If you both have work to do on a weeknight — whether it's folding laundry, returning e-mails or doing homework for a class — do it in the same room. Put on some music and have your favorite small treat on hand — cookies and cocoa, maybe, or beer and chips.
Bring home a single flower or a tiny box of chocolates, says Fulbright: "People shouldn't be afraid to make it old-fashioned, the way lovers used to woo each other."
It doesn't have to cost anything, says Doug Brown, to make your bedroom a cozy, inviting place that's all about the two of you. "You've gotta have candles somewhere around the house," he says. "Just straightening up the place and getting rid of the Dora the Explorer dolls and taking the big portrait of granny off the walls ... makes it a really sexy, friendly kind of place."

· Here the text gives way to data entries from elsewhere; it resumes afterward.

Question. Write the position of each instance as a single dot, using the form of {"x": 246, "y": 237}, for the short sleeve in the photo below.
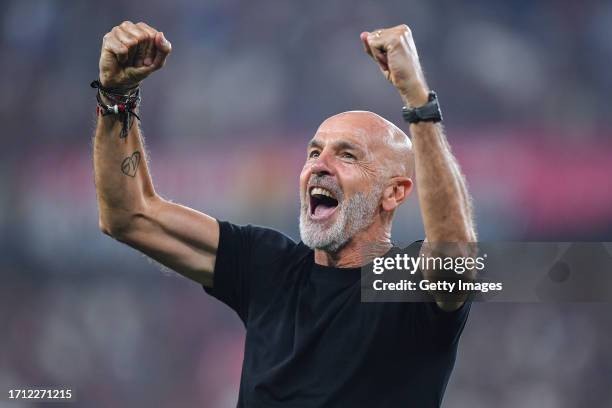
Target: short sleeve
{"x": 240, "y": 260}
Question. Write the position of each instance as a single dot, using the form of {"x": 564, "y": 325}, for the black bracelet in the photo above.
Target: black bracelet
{"x": 124, "y": 104}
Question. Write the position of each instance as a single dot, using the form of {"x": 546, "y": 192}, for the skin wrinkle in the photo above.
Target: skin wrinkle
{"x": 361, "y": 227}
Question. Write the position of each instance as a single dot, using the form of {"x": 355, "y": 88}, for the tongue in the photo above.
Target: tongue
{"x": 322, "y": 211}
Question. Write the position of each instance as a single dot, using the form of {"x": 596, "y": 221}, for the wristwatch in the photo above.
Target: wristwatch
{"x": 430, "y": 112}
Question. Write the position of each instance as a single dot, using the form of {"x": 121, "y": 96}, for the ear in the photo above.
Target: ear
{"x": 395, "y": 194}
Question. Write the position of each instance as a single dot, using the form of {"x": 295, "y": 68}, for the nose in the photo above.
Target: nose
{"x": 322, "y": 167}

Add some framed pictures of the two of you, and make sure you've got some good music on hand — maybe songs from your earliest years together.
The single most important element in all of this, Weiner-Davis says, is communication. Spend time really talking with each other about something other than the kids or the miscellany of running your lives.
"Nothing makes you feel more connected to the person than talking about dreams and aspirations and what you can do together in the future," says Weiner-Davis. "There's something really exhilarating and inspiring about planning that together."